🤖 AI Summary
Existing parametric human models suffer from limited training data diversity and the conventional paradigm of regressing skeletal parameters from surface vertices, hindering disentanglement of skeletal structure and soft-tissue deformation—resulting in low pose-fitting accuracy and coupled control over body shape and bone length. This paper introduces ATLAS, the first high-fidelity parametric human model built from 600K high-resolution 3D scans. Its core innovation is the explicit disentanglement of skeletal and shape bases, and—crucially—the direct anchoring of mesh representation to skeletal topology, eliminating reliance on surface-to-joint regression. Furthermore, ATLAS incorporates a nonlinear pose correction mechanism, jointly leveraging multi-view image reconstruction and deep learning to learn a disentangled parameter space from synchronized 240-camera capture data. Experiments demonstrate that ATLAS significantly outperforms state-of-the-art methods in fitting unseen subjects under diverse poses, particularly excelling in modeling complex-pose soft-tissue deformations.
📝 Abstract
Parametric body models offer expressive 3D representation of humans across a wide range of poses, shapes, and facial expressions, typically derived by learning a basis over registered 3D meshes.

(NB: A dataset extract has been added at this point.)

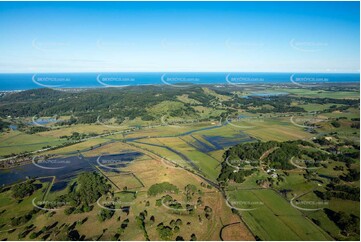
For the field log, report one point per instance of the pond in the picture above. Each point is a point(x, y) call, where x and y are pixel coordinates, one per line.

However, existing human mesh modeling approaches struggle to capture detailed variations across diverse body poses and shapes, largely due to limited training data diversity and restrictive modeling assumptions. Moreover, the common paradigm first optimizes the external body surface using a linear basis, then regresses internal skeletal joints from surface vertices. This approach introduces problematic dependencies between internal skeleton and outer soft tissue, limiting direct control over body height and bone lengths. To address these issues, we present ATLAS, a high-fidelity body model learned from 600k high-resolution scans captured using 240 synchronized cameras. Unlike previous methods, we explicitly decouple the shape and skeleton bases by grounding our mesh representation in the human skeleton. This decoupling enables enhanced shape expressivity, fine-grained customization of body attributes, and keypoint fitting independent of external soft-tissue characteristics. ATLAS outperforms existing methods by fitting unseen subjects in diverse poses more accurately, and quantitative evaluations show that our non-linear pose correctives more effectively capture complex poses compared to linear models.